Karl Weick wrote using the Mann Gulch fire disaster as an exemplar of those times when things fall apart in an organization’s operation, when Standard Operating Procedures or refined Large Language Models will prove not just insufficient but dangerously wrong:  

“What holds organization in place may be more tenuous than we realize. The recipe for disorganization in Mann Gulch is not all that rare in everyday life. The recipe reads, Thrust people into unfamiliar roles, leave some key roles unfilled, make the task more ambiguous, discredit the role system, and make all of these changes in a context in which small events can combine into something monstrous. Faced with similar conditions, organizations that seem much sturdier may also come crashing down, much like Icarus who overreached his competence as he flew toward the sun and also perished because of fire.”  [i]

Just stir and serve

This recipe for disorganization bears repetition: thrust people into unfamiliar roles, leave some key roles unfilled, make the task more ambiguous, discredit the role system, and make all of these changes in a context in which small events can combine into something monstrous.” Doesn’t theactual plan of the DOGE dodge go 5 for 5 on that list? Machines replace people but some of those people know when and how to lose the current strategy, ditch the usual decision-making, and expand to a different way of sense-making. This is the secret strength of bureaucracies; somewhere within the labyrinth a person or persons sits with the talent and intuition to make sense of the senseless, to check the unexpected. They will utilize a set of contingencies first to understand what the organization is facing and then to adapt, escape, or solve that situation. Elon deals from success cases; what you need is a system to handle paradox, uncertainty, and failure. By the time, the machine learns from the next unexpected event or unseen mistake, it’s too late. Government in that scenario has failed in its essential mission of protecting its citizens. Weick and Roberts in their 1993 exploration of sensemaking in dangerous occupations cited the primal advice of mechanics on aircraft carriers: “Never get into something you can’t get out of.” We are tottering tyrannically toward a circumstance we can’t get out of.
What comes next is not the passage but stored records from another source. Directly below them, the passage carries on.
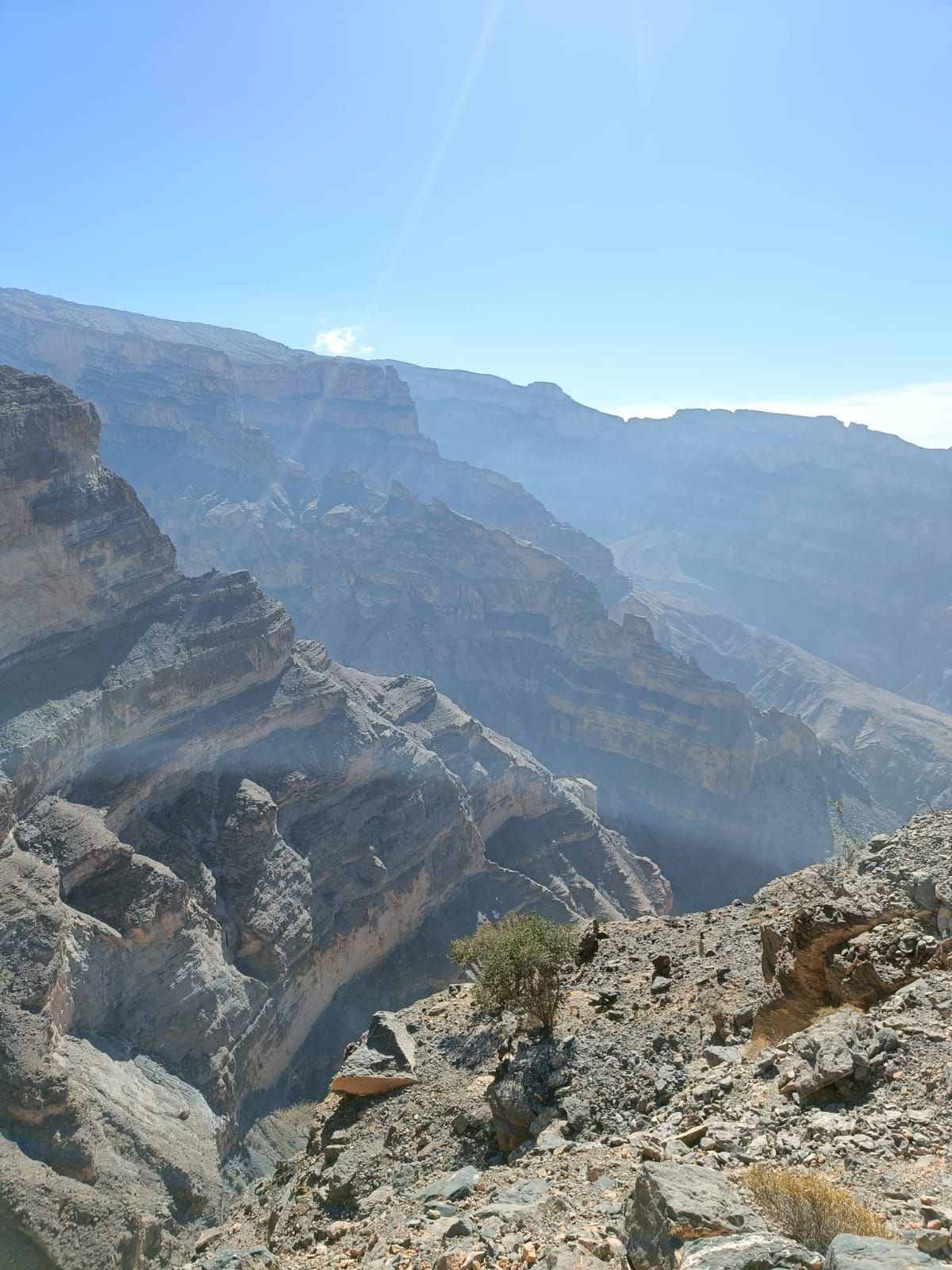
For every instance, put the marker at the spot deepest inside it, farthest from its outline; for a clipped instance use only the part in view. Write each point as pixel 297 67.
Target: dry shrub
pixel 809 1208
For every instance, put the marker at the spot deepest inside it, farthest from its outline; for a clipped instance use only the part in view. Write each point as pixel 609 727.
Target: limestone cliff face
pixel 831 537
pixel 678 760
pixel 899 749
pixel 681 761
pixel 164 387
pixel 209 831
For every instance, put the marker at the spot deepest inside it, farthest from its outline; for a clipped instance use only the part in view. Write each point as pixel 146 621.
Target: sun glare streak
pixel 429 177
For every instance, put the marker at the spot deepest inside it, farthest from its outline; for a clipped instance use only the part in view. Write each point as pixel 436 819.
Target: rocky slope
pixel 835 539
pixel 683 765
pixel 390 584
pixel 808 1032
pixel 173 394
pixel 206 832
pixel 899 749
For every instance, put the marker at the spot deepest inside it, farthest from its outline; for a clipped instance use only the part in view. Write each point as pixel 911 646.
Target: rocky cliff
pixel 209 831
pixel 168 387
pixel 831 537
pixel 391 584
pixel 899 749
pixel 683 765
pixel 758 1086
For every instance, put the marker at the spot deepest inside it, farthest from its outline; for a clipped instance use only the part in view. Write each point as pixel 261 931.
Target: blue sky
pixel 651 202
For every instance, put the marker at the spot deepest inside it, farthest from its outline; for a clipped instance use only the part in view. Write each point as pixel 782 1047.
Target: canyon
pixel 517 634
pixel 294 691
pixel 209 829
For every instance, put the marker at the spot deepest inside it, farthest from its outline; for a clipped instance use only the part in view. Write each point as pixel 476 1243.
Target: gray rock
pixel 717 1054
pixel 456 1185
pixel 865 1253
pixel 753 1251
pixel 384 1060
pixel 831 1049
pixel 673 1204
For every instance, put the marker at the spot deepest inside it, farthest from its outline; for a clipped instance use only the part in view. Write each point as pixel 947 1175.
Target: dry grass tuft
pixel 809 1208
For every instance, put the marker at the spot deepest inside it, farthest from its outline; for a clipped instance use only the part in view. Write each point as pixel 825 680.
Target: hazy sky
pixel 651 202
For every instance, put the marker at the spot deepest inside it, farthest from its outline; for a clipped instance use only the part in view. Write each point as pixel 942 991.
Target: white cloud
pixel 918 412
pixel 336 342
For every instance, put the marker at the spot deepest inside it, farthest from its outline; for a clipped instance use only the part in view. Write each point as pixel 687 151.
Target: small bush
pixel 518 963
pixel 808 1208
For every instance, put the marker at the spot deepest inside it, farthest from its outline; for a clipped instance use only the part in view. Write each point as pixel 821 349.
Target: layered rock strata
pixel 898 749
pixel 186 397
pixel 835 539
pixel 685 766
pixel 681 761
pixel 657 1127
pixel 207 831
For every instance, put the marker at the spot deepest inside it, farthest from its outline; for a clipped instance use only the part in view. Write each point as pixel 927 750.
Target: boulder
pixel 866 1253
pixel 835 1048
pixel 456 1185
pixel 753 1251
pixel 673 1204
pixel 384 1060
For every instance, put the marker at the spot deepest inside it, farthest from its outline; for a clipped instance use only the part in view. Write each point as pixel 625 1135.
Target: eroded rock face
pixel 899 749
pixel 835 539
pixel 393 583
pixel 524 641
pixel 168 391
pixel 207 831
pixel 676 1204
pixel 382 1060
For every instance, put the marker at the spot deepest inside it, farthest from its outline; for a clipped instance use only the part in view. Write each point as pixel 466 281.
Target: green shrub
pixel 518 964
pixel 809 1208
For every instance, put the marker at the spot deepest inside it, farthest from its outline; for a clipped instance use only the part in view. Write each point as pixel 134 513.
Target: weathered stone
pixel 755 1251
pixel 673 1204
pixel 384 1060
pixel 866 1253
pixel 456 1185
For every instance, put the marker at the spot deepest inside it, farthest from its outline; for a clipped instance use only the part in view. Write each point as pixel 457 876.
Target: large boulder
pixel 754 1251
pixel 384 1060
pixel 673 1204
pixel 866 1253
pixel 520 1092
pixel 838 1047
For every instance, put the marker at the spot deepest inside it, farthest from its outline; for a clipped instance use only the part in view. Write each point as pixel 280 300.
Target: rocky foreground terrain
pixel 808 1030
pixel 799 541
pixel 831 540
pixel 201 419
pixel 207 831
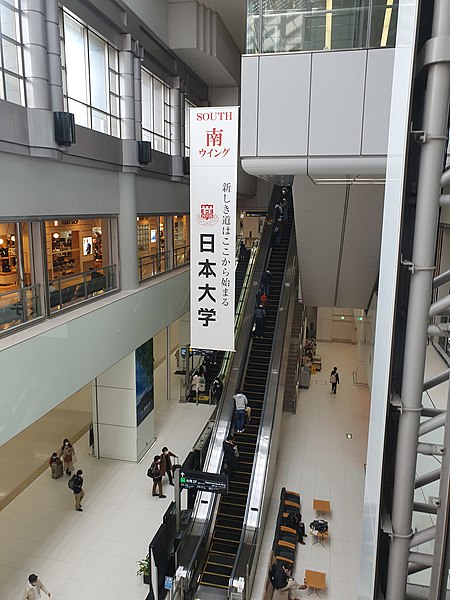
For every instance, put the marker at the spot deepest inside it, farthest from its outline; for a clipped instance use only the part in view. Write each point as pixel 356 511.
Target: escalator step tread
pixel 221 559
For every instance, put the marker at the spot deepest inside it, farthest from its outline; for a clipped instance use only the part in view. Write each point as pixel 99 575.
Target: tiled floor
pixel 92 555
pixel 317 460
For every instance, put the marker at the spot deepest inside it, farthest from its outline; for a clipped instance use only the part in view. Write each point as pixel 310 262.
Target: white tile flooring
pixel 92 555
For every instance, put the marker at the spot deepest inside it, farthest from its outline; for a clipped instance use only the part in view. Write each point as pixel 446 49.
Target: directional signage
pixel 204 482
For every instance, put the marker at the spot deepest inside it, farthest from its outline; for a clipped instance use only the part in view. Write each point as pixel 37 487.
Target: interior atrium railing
pixel 312 25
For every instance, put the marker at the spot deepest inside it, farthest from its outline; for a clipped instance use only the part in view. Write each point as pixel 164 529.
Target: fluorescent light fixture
pixel 328 23
pixel 386 22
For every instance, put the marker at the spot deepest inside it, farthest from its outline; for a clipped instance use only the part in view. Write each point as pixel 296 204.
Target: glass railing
pixel 66 291
pixel 153 264
pixel 19 306
pixel 312 25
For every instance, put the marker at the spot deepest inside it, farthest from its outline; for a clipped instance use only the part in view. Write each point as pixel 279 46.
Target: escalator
pixel 223 548
pixel 241 270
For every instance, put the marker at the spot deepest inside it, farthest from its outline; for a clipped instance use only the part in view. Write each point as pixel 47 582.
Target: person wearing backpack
pixel 75 483
pixel 154 472
pixel 334 380
pixel 282 582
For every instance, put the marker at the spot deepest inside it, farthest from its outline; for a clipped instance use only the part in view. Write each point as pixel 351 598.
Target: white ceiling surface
pixel 233 15
pixel 338 245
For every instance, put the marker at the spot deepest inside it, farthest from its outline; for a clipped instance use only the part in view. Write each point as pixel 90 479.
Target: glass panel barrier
pixel 71 289
pixel 19 306
pixel 313 25
pixel 153 264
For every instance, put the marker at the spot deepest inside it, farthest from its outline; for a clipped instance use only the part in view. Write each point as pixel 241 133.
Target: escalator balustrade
pixel 227 531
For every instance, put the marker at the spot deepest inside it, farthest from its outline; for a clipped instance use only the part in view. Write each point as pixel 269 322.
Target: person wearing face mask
pixel 34 587
pixel 67 455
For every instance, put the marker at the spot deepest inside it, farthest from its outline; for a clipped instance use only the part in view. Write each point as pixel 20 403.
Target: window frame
pixel 15 6
pixel 149 134
pixel 113 120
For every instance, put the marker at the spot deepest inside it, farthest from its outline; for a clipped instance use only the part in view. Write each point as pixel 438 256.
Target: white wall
pixel 69 351
pixel 398 135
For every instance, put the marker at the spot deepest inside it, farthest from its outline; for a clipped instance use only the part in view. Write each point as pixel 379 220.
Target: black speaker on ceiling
pixel 64 128
pixel 144 153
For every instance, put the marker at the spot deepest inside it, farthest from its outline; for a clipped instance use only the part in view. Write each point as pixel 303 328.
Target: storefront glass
pixel 78 260
pixel 152 255
pixel 181 242
pixel 19 296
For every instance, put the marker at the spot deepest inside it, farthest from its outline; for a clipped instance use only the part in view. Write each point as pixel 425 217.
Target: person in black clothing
pixel 259 321
pixel 216 389
pixel 266 278
pixel 230 455
pixel 78 489
pixel 241 249
pixel 334 380
pixel 281 581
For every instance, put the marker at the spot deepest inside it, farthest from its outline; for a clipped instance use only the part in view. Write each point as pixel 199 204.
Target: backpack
pixel 154 471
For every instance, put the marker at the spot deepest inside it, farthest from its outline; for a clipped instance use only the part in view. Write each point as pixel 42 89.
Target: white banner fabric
pixel 213 189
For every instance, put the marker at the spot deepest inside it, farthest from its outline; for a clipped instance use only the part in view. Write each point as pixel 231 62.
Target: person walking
pixel 266 278
pixel 259 315
pixel 155 473
pixel 240 401
pixel 166 464
pixel 216 390
pixel 67 455
pixel 334 380
pixel 34 587
pixel 77 488
pixel 230 455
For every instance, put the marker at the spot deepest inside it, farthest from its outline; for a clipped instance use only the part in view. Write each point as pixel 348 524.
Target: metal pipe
pixel 436 380
pixel 430 449
pixel 432 424
pixel 420 558
pixel 439 306
pixel 427 478
pixel 435 121
pixel 421 537
pixel 424 507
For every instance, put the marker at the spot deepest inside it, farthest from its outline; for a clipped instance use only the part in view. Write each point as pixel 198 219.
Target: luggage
pixel 57 469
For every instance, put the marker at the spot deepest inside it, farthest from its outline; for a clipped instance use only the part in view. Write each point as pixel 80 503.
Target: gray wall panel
pixel 160 197
pixel 249 104
pixel 337 97
pixel 34 187
pixel 377 102
pixel 283 104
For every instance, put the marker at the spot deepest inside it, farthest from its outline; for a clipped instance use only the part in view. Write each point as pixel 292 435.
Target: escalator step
pixel 215 580
pixel 221 559
pixel 227 548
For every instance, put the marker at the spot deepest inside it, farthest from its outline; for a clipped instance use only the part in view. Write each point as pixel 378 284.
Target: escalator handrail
pixel 252 515
pixel 206 503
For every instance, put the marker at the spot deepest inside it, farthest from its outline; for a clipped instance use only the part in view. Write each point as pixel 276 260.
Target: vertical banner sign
pixel 213 169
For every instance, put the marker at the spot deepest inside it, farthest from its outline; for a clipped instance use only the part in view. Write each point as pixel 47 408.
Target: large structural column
pixel 128 232
pixel 54 55
pixel 35 53
pixel 127 88
pixel 137 95
pixel 435 120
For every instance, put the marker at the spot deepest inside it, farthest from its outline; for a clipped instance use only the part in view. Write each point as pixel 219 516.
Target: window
pixel 155 112
pixel 187 128
pixel 12 87
pixel 90 76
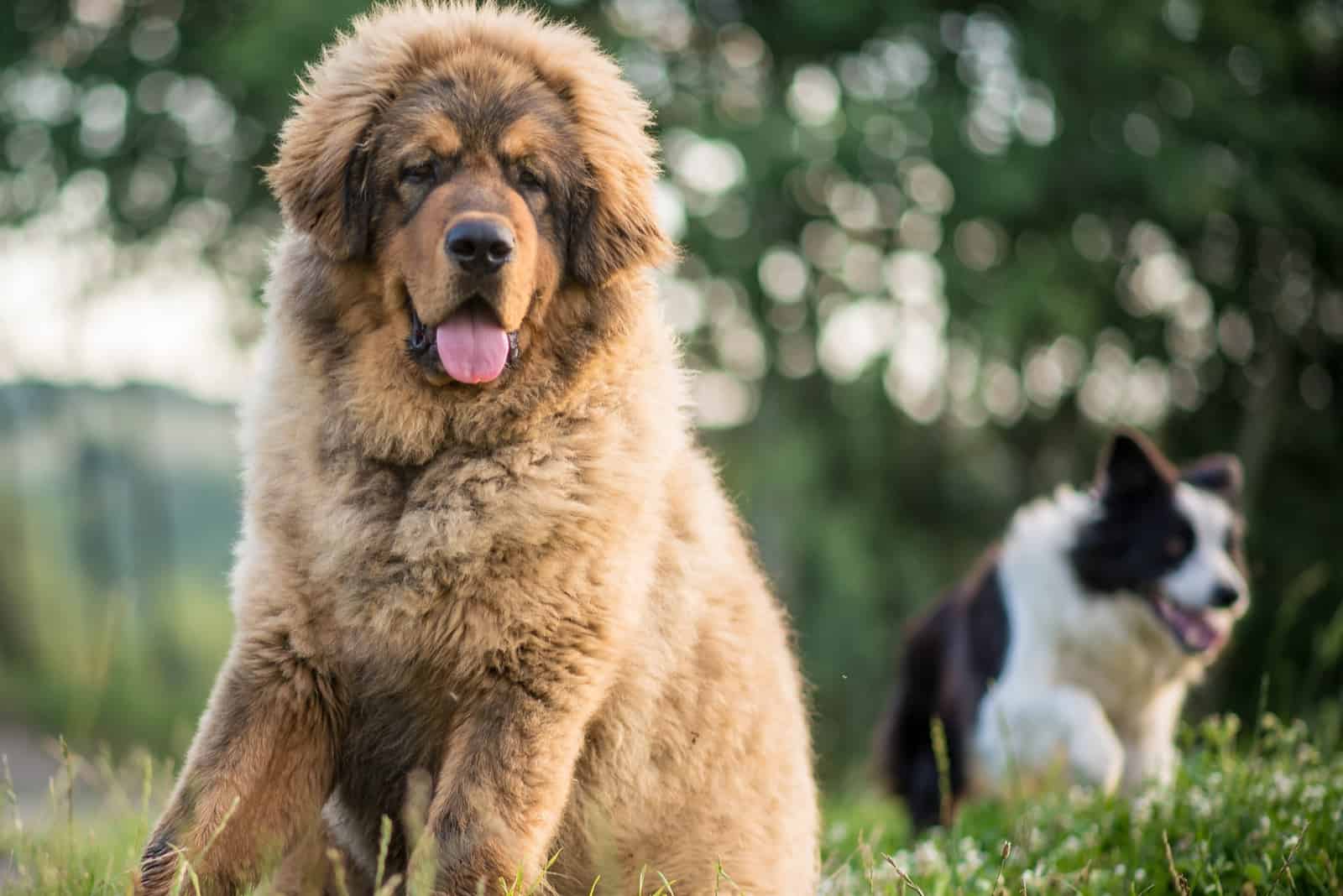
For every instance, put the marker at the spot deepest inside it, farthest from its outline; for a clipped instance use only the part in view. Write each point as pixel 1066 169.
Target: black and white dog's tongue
pixel 1190 625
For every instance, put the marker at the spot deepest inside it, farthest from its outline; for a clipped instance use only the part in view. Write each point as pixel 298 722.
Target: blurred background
pixel 933 253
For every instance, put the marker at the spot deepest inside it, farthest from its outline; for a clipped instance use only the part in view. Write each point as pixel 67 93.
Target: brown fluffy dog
pixel 480 541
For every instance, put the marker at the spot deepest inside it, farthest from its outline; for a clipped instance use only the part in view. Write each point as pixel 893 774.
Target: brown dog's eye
pixel 530 179
pixel 418 174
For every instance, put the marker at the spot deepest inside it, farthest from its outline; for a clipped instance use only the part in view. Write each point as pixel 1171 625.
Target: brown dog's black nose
pixel 480 246
pixel 1225 596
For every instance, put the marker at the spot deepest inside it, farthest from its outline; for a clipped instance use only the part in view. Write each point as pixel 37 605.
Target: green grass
pixel 1259 812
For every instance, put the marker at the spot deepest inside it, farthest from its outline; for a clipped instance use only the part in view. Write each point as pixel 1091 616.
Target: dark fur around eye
pixel 530 179
pixel 418 174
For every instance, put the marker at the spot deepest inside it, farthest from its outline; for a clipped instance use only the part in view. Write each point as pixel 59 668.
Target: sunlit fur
pixel 534 589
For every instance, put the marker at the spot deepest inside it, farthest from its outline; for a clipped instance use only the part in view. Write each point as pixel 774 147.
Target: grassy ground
pixel 1251 813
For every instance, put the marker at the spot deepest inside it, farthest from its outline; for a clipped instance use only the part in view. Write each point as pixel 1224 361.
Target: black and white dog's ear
pixel 1219 474
pixel 1132 467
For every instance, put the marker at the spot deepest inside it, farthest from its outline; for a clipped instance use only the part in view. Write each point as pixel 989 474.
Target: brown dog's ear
pixel 321 177
pixel 615 228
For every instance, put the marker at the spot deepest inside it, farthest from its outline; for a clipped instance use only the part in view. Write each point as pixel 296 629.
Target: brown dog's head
pixel 467 167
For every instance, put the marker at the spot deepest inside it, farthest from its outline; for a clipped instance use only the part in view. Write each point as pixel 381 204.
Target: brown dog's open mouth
pixel 469 346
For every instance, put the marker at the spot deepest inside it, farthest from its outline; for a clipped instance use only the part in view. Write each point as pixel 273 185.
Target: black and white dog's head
pixel 1170 538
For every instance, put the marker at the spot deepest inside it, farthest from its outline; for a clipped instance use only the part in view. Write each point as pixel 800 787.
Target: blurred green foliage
pixel 933 253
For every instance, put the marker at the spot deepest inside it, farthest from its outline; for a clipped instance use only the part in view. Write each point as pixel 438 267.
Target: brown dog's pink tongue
pixel 472 345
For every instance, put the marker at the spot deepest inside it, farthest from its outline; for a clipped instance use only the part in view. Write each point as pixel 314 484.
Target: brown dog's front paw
pixel 156 869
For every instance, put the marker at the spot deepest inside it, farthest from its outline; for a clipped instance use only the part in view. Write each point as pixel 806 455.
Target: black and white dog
pixel 1078 638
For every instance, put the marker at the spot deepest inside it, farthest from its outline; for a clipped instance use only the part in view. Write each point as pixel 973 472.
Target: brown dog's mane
pixel 322 179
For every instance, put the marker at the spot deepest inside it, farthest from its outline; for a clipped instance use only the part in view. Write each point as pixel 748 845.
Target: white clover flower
pixel 928 859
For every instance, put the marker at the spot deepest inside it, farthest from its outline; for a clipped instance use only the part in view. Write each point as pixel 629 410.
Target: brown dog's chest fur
pixel 454 544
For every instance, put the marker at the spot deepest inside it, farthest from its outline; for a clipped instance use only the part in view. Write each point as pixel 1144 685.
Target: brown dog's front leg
pixel 255 779
pixel 504 785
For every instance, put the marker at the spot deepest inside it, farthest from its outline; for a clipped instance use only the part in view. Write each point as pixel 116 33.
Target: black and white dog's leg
pixel 1025 727
pixel 1150 755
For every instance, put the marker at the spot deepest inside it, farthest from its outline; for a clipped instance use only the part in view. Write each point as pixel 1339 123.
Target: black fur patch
pixel 951 656
pixel 1141 534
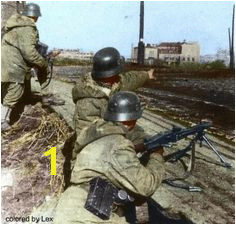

And there is another aspect to this initiative — hate unbalanced by love — that may lead to even worse consequences. Elon and his minions in their burning desire to create a federal system they can dominate also detest the people who are the object of their dismantling. The architects of this new order want the destruction of civil servants, not their well-being. Their wish for a new world blends with a hatred of those they deem either antagonistic to that vision or just bad fits for the new techno-plutarchy. This vehemence of their enmity —a true hate- hate relationship — will make all of the negative consequences listed above even worse by shutting down any consideration and course correction while inciting secret retribution schemes and even sabotage. Hatred always worsens decision-making and execution. Trying to change quickly and heedlessly what has served us so well in a USA to which immigrants keep coming and in which billionaires keep getting richer could mean that what starts out as next-gen bureaucratization could turn out to be last-gen. No one will love that.


[i] The Collapse of Sensemaking in Organizations: The Mann Gulch Disaster Karl E. Weick . Reprinted from The Collapse of Sensemaking in Organizations: The Mann Gulch Disaster by Karl E. Weick published in Administrative Science Quarterly Volume 38 (1993): 628652 by permission of Administrative Science Quarterly. © 1993 by Cornell University 00018392/93/3804-0628.